The Federal Reserve is expected to begin cutting short-term interest rates next week and continue lowering them through the rest of the year. Traders believe the move aims to support a labor market that started slowing well before President Donald Trump’s tariffs took effect.
A preliminary revision from the Bureau of Labor Statistics showed the U.S. economy added 911,000 fewer jobs in the 12 months through March than previously estimated. This means average monthly payroll gains were likely far below the 147,000 initially reported.
Combined with more recent labor market data showing slower hiring, the report strengthens the case for rate cuts. “It gives the Fed another reason to lower rates next week,” said BMO economist Sal Guatieri. Analysts now expect more cuts by year-end than the two projected by Fed policymakers in June.

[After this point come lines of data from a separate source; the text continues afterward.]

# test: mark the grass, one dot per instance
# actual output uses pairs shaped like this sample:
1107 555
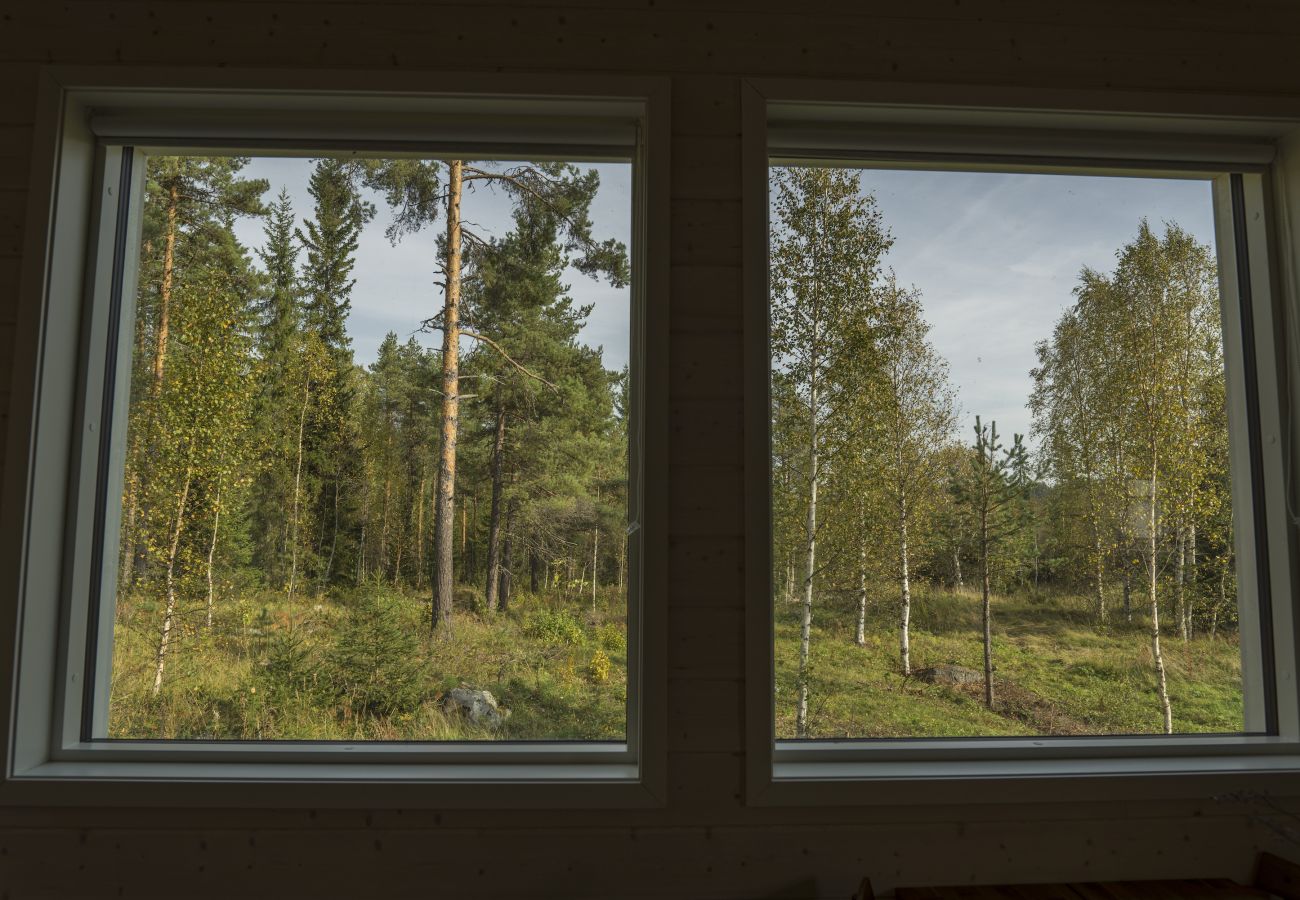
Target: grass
365 666
1056 671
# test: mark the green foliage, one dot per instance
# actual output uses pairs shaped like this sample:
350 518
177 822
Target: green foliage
375 663
555 627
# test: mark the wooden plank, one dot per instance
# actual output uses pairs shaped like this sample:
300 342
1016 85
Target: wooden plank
1278 875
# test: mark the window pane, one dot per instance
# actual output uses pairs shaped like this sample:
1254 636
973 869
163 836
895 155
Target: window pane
1000 457
336 523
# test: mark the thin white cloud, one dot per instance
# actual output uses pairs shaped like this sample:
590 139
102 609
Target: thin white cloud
395 289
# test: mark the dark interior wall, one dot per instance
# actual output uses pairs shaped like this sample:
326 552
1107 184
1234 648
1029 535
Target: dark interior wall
705 843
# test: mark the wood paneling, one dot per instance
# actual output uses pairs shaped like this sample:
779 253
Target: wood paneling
706 843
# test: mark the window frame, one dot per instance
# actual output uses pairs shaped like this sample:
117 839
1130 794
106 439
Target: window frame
932 128
74 267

Traders remain confident that the Fed will cut the policy rate by 0.25 percentage points at its September 16–17 meeting. Another quarter-point cut is also expected at the October meeting.

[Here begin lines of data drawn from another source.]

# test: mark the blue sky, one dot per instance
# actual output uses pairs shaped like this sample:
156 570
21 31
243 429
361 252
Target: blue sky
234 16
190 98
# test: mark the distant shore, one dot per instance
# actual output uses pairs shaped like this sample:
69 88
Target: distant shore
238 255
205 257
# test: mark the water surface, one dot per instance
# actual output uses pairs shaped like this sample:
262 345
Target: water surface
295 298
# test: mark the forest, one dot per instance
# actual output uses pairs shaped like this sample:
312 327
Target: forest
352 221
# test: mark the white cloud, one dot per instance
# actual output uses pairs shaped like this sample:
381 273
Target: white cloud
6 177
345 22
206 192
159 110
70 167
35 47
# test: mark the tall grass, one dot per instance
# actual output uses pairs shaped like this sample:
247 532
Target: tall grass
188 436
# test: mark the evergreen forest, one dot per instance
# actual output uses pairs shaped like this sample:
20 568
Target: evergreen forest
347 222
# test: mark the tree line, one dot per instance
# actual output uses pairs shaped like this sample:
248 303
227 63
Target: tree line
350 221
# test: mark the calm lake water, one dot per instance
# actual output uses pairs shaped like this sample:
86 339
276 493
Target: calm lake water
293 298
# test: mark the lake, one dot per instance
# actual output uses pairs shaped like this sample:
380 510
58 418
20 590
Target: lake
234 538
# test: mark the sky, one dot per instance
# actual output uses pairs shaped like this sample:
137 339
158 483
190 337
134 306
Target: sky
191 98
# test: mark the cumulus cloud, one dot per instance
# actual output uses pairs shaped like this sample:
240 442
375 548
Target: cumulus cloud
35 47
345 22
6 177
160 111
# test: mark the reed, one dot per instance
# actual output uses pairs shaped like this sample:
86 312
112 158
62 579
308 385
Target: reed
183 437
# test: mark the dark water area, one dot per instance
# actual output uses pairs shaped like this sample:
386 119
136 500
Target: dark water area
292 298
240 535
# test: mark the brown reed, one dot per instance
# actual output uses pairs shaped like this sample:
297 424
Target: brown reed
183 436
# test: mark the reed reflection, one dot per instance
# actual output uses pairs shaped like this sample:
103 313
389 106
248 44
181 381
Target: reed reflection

Markets see a third rate cut in December as more likely than a pause, though expectations have eased slightly. The chances of a fourth rate cut by January 2026 dropped below 40%, compared to nearly 50% before the revised data was released.
Fed Chair Jerome Powell recently said that growing risks to the job market may justify cautious policy easing. However, central bankers remain cautious about cutting too much, especially with inflation still above the 2% target and tariff-related risks from Trump’s policies.
The Fed will receive two important inflation reports later this week, which are expected to show continued upward pressure on prices.